La saisie doit alors consister en la saisie physique de la clef privée. Nous nous trouvons donc dans le cas inédit d’une saisie d’un bien incorporel, matérialisé par un bien meuble corporel. Une procédure mixte de saisie devra alors être réalisée, permettant l’appréhension de la clef privée. Cette clef est détenue soit sur une seule feuille de papier, un fichier informatique. Elle peut également être détenue sur un appareil conçu spécifiquement pour cela, qu’il s’agisse d’un appareil de la marque française Ledger ou de l’entreprise tchèque Trezor par exemple.

Restera alors la difficulté liée à l’accès à la clef privée si elle est conservée sur un appareil de type Ledger ou Trezor. En effet pour déverouiller l’appareil un mot de passe est nécessaire.
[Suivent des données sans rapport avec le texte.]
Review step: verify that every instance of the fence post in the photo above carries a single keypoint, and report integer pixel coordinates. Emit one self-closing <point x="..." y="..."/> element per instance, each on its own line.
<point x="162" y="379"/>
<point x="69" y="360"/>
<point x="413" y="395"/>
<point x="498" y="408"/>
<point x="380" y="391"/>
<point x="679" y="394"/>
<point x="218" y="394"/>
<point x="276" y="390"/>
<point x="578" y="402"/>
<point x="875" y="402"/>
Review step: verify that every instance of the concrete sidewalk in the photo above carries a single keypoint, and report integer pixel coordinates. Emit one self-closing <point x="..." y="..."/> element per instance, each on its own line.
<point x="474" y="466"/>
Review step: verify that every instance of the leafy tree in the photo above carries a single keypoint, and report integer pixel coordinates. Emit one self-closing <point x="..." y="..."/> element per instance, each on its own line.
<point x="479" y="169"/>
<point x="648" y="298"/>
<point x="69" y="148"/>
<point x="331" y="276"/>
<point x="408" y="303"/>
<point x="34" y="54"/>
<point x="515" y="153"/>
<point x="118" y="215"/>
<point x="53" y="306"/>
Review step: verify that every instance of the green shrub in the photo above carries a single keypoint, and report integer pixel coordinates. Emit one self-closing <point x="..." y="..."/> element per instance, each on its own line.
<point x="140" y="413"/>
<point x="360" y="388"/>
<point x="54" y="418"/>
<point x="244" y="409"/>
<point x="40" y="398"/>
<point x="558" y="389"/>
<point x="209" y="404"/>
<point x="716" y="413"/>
A défaut de communication volontaire du mot de passe, monsieur Julien Risser dans la Revue Pratique du recouvrement (EJT – Dalloz) préconise dans son article « Crypto-actifs et exécution : saisie impossible ? »  l’utilisation de l’astreinte.

C’est en effet une voie qui pourrait être utilisée pour contraindre le débiteur à remettre les moyens d’accéder à son NFT.

Cette solution a toutefois pour inconvénient intellectuel de transformer une saisie ingénieuse en une liquidation d’astreinte…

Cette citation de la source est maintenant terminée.